Bus terus berlari tanpa peduli kenyamanan penumpangnya, baginya yang penting kejar setoran. Tak bisa disalahkan para kru bus tersebut, mereka juga mencari penghidupan entah untuk keluarganya ataupun untuk dirinya sendiri. Baru 5 menit aku duduk atau baru saja mataku ingin kututup sejenak bersiap utnuk ke alam mimpi tapi tiba-tiba terbuka kembali bersamaan dengan masuknya  penumpang sepasang suami istri. Aku berdiri dan merelakan tempat dudukku untuk ibu  penumpang tadi. Jika ku taksir kira-kira usia lebih muda 5 tahunan dari usia kakek-nenekku. Satu pemandangan yang unik, sang ibu mempersilahkan suaminya untuk duduk sambil mengucapkan terimakasih kepadaku. Aku hanya tersenyum dengan takjub. Luar biasa cintanya sang Ibu itu kepada suaminya. Biasanya yang sering kujumpai sang suami yang seperti itu, merelakan kursinya untuk istri. Tetapi tidak untuk kali ini. Warna kehidupan memang tak selalu sama, selalu berubah.

Penumpang naik turun silih berganti. Ku cari pegangan yang membuatku nyaman dan aman dari pertahananku berdiri. Bus semakin penuh dan melaju semakin kencang. Tak sengaja aku lihat dua pasang suami istri yang duduk bersebrangan tepat didepan aku berdiri. Kulirik satu pasang penumpang di sebelah kiri. Sang istri tertidur pulas, sepertinya capek sekali. Mungkin perjalanan jauh atau sebelum berangkat melakukan pekerjaan yang menguras tenaga sehingga terlihat sangat letih. Sang suami memangku anaknya yang berumur sekitar 3 tahun dengan santainya. Meski terlihat tak kalah letih dengan istrinya. Sang anakpun tak rewel, sepertinya ia tahu ibundanya tercinta sedang tertidur pulas. Kulirik sepasang suami istri di sebelah kanan. Sedikit berbeda dengan yang sebelah kiri. Ayah ibunya terjaga namun anaknya yang berumur sekitar 3 bulan tertidur pulas di pangkuan ibunya. Sang ayah mencoba untuk menghibur istrinya dengan berbagai cara dari maen tebak-tebakkan disambung cerita lucu.
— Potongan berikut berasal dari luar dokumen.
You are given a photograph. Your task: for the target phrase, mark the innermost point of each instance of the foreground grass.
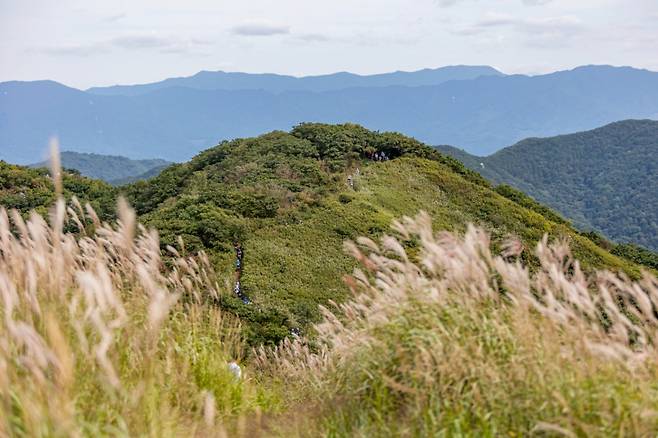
(460, 342)
(101, 337)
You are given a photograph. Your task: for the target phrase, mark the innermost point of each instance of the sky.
(84, 43)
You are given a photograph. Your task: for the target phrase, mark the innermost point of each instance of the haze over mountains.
(108, 168)
(604, 180)
(219, 80)
(481, 114)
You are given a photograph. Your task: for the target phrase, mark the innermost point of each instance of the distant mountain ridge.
(220, 80)
(481, 115)
(605, 179)
(109, 168)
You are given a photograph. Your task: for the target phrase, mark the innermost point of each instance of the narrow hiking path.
(239, 259)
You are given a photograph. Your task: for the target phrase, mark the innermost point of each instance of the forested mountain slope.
(286, 198)
(604, 180)
(482, 114)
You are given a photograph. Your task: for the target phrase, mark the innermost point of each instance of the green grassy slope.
(285, 197)
(604, 180)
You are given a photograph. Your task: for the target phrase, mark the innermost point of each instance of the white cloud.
(536, 2)
(128, 42)
(260, 28)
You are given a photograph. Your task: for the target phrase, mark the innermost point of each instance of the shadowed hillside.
(286, 198)
(604, 180)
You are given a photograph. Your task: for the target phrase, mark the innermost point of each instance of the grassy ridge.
(285, 197)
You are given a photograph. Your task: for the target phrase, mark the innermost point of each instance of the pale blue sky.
(83, 43)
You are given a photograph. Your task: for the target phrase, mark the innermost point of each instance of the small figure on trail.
(235, 369)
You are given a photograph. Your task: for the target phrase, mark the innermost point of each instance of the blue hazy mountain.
(480, 115)
(109, 168)
(219, 80)
(605, 179)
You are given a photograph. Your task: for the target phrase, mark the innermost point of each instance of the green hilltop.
(286, 198)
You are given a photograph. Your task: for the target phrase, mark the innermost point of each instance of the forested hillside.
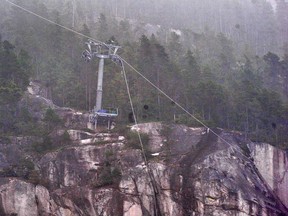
(224, 61)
Seakan-akan sang suami ingin membagi  rasa capek sang istri dengan menghiburnya. Sesuatu yang mungkin jarang dilakukan oleh  sepasang suami istri apalagi didalam bus. Ku hanya bisa tersenyum haru melihat tiga pasang suami istri yang menunjukkan rasa cinta terhadap pasangan dengan cara yang berbeda-beda dan unik. Ternyata bahagia itu tidak mahal, tidak harus dengan rekreasi keliling Eropa, punya segala fasilitas, rumah mewah, punya jabatan, istri atau suami cakep atau sederet kemwahan lainnya tetapi bagaimana kita menyiasati dan menyikapi.
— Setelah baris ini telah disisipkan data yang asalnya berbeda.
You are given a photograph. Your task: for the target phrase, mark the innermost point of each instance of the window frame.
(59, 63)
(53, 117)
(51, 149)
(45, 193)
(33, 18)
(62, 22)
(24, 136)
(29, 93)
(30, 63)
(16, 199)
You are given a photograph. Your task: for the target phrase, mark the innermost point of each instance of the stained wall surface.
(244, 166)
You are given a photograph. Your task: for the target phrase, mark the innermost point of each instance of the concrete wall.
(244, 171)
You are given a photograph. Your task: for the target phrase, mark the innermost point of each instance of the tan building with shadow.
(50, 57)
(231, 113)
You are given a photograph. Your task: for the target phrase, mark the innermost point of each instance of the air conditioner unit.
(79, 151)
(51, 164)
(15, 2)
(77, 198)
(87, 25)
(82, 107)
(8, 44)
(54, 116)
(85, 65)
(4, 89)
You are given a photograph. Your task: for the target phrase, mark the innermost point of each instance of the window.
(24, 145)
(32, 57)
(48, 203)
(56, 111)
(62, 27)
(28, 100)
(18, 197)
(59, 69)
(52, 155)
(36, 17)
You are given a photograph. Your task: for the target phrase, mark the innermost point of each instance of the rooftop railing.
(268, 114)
Sederhana saja pengungkapan rasa sayang dan cinta terhadap pasangan atau keluarga yang kita cintai. Ada kisah lain yang pernah saya baca yang membuatku tertegun takjub dan membuat mataku berlinang, yaitu sepenggal kisah yang pernah dituliskan oleh Salim A. Fillah dalam bukunya “Saksikan Aku Seorang Muslim” terbitan Pro-U Media. Disana dituliskan kisah seorang laki-laki yang membeli pecel lele untuk istri tercintanya. Dengan segepok uang recehan ia belikan sebungkus pecel lele. Rintik hujan yang menyapanya ketika mau pulang tak menghalangi perjuangannya untuk mempersembahan pecel lele terhadap sang istri. Tangan kananya menggenggam bungkusan pecel lele yang ia sembunyikan dibalik bajunya, sedang tangan kirinya mencoba untuk melindungi kepalanya agar air hujan yang menetes tak menembus bungkusan pecel lele tadi. Brangkali pemandangan yang diceritakan Salim A. Fillah sangat jarang ditemui. Apalagi saat ini semakin banyak kasus kekerasan dalam rumah tangga baik yang dilakukan sang suami atau sebaliknya. Cinta yang mulai luntur setelah menikah. Perhatian yang mulai hilang setelah menikah. Segala bujuk rayu yang kian jarang hadir setelah menikah. Tetapi tidak pada orang-orang yang ada dalam kisah tadi. Semua tetap indah dalam bingkai pernikahan, semua masih manis dan istimewa. Begitulah hidup dan kehidupan, kadang tak pernah disadari bawasannya kebahagiaan itu tidak harus dengan melimpahnya harta kekayaan. Barangkali itulah barokah yang diberikan Alloh. Semua tak bisa diukur dengan apa yang kita lihat dan juga kita pikirkan. Kebahagiaan tak sesulit yang kita angankan. Kebahagian hadir dalam bingkai yang sederhana dan tidak rumit. Semua tergantung dari manusia itu sendiri, bagaimana ia menyikapi apa hakikat kebahagiaan yang sesungguhnya. Dan cinta tak serumit yang dikira, banyak cara yang dapat dilakukan untuk membahagiakan orang-orang yang kita cintai.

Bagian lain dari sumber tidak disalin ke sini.